When you live with a brain and body in a state of constant alarm, safety and comfort are not small things. A book that tells you that you can survive, a book that makes survival seem possible and peaceful for the hours you spend reading it, is a gift.

But why these books? Some of it has to do with how precisely they sketched the details of a certain kind of working life, a life that I was inhabiting and simultaneously failing to thrive in. In that same interview with Carr, Latsis said: “There may be societies in which this is not true, but most people go to work, and they do not go out to a field to dig up radishes: they go into a big, big institution of one sort or another, and we try to catch the flavor of that kind of life.” The books reflected that world back to me, dwelt on it fondly, made it seem both smaller and bigger — funny and almost distant.

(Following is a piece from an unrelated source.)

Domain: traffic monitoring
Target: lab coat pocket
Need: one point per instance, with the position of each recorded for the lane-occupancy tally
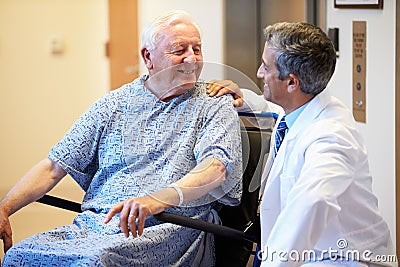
(287, 183)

They made it into something that could be coped with, not something that was going to eat me alive.

And then the mystery part, the violence and death. There is this idea that the comfort of detective stories comes in the forces of disorder and menace being unmasked, the return to peace of a community: “Nobody seems guiltless, nobody seems safe; and then, suddenly, the murderer is spotted, and — relief! he is not, after all, a person like you or me. He is a villain — known to the trade as George Gruesome — and he has been caught by an infallible Power, the supercilious and omniscient detective, who knows exactly where to fix the guilt.” Thus Edmund Wilson, being mean about detective stories.

But it was not the solution to the violence that made the Emma Lathen books comforting to me. It was the acknowledged fact of it — its coexistence with the minute and lovable details of the world. Over and over again, the books peel back the most normal of commercial transactions to show fraud and murder. Violence and fear are put in a box, but they’re real enough to bite. The books made my fear of such things understandable.

When I describe a book as “comfort reading,” it feels like I am saying that the book is less than other books; that it is a way of escaping from the world. The year my grandfather died, I used books as airplanes, as time travel, as a way of getting from Point A to Point C without touching down in between. It might sound silly. But I don’t know how I would have moved forward without the possibility of escaping, however briefly, the world I felt I was failing at.

Emma Lathen books took me out of that world and delivered me back to it with a perspective I hadn’t had before. The existence of the authors suggested a way to live and work within institutions that didn’t involve giving up parts of myself, and their books suggested that fear was not an inappropriate response to the world — that there was real violence at play, violence felt not just by me, but by everyone. The books made me believe that one day I would be able to look at my grandfather and see the parts of him that charmed me and the parts of him that scared me as existing within the same whole — and that maybe, eventually, I would be able to see myself the same way. I cannot imagine any book giving me a greater gift.